3. Open-Box Penetration Testing
Open-box penetration tests (also known as white-box penetration tests) are less like a
cyberattack and more like a complete scan of a system at the source code level. In an
open-box penetration test, the tester has the highest possible level of access to the target
system. The goal is to allow the tester to break through the system’s security measures so
that they can locate logic vulnerabilities, misconfigurations, poorly written code, and
inadequate security measures. While open-box penetration tests are comprehensive, they
still may fail to identify vulnerabilities that an attacker would exploit. Therefore, it’s
generally best to combine open-box testing with closed-box or gray-box testing.
How to be Ethical during Pen Test
Ethical Considerations
Penetration testing can have ethical implications, and it is important for organizations
to consider the following ethical considerations:
Authorization:
● This refers to the need for explicit permission from the organization or individual
who owns the system or network being tested.
● Without proper authorization, a penetration tester is effectively engaging in
unethical hacking.
● Therefore, obtaining authorization is a crucial step to ensure that penetration
testing is conducted ethically and legally.
● Clear documentation of the testing scope is essential to avoid misunderstandings
and ensure that the testing is conducted in a controlled and ethical manner.
End of Module 1
Transparency:
Ethical hackers must be transparent to their clients about their methodology,
tools, and techniques.
This means that they should not keep any aspect of their testing methodology a
secret and must fully disclose their methods to their clients.
This transparency is necessary to ensure that clients understand how the testing
is being conducted and can provide feedback if necessary.
By being open about their testing process, ethical hackers can also build trust
with their clients, who will have a better understanding of the work being done
and the potential implications of the results.
Confidentiality:
● Organizations and penetration testers must ensure that the data collected during
the penetration testing exercise is kept confidential and not shared with
unauthorized parties.
● This includes the use of secure data storage and destruction methods.
Additionally, ethical hackers have a responsibility to maintain the confidentiality
of their findings. They should not publicly disclose any information about a
vulnerability that could lead to an attack against the client.
● Instead, they should only share the findings with authorized personnel and ensure
that the information is protected from unauthorized access.
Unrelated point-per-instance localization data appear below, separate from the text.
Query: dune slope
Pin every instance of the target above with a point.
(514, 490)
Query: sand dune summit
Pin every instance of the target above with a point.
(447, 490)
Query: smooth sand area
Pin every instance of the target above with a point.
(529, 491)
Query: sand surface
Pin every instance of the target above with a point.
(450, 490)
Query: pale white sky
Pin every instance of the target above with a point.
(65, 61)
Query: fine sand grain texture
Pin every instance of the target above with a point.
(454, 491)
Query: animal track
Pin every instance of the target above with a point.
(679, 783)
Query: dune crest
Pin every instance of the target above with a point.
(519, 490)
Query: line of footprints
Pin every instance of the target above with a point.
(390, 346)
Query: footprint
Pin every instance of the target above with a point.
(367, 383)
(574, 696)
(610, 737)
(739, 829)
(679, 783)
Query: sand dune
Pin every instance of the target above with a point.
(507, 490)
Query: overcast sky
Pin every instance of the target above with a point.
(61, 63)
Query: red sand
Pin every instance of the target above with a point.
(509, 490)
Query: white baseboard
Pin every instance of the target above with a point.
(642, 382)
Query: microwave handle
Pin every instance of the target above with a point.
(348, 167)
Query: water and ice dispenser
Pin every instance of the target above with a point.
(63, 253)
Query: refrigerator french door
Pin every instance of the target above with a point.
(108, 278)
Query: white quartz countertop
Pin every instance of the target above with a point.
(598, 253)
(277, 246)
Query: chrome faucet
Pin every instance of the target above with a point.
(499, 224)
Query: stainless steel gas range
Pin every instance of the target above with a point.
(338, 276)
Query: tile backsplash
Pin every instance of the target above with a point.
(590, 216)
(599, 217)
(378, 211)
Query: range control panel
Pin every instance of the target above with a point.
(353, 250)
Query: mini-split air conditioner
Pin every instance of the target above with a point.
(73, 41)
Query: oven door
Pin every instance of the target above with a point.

● Ethical hackers must balance the need to disclose vulnerabilities with the need to
maintain the security of their clients.
● This requires careful consideration and collaboration with the client to determine
the appropriate level of disclosure and the best way to remediate any
vulnerabilities that are discovered.
Responsibility:
● Organizations must ensure that their penetration testing exercise is
conducted in a responsible and professional manner, and that no harm
is caused to their employees, customers, or stakeholders during the
process.
● This includes implementing appropriate safeguards to prevent
damage to systems or networks and ensuring that the testing does not
disrupt critical business operations.
● In addition, organizations must take responsibility for addressing any
vulnerabilities discovered during the penetration testing exercise
promptly.
● This includes prioritizing and addressing the vulnerabilities in a
timely and effective manner to minimize the risk of exploitation.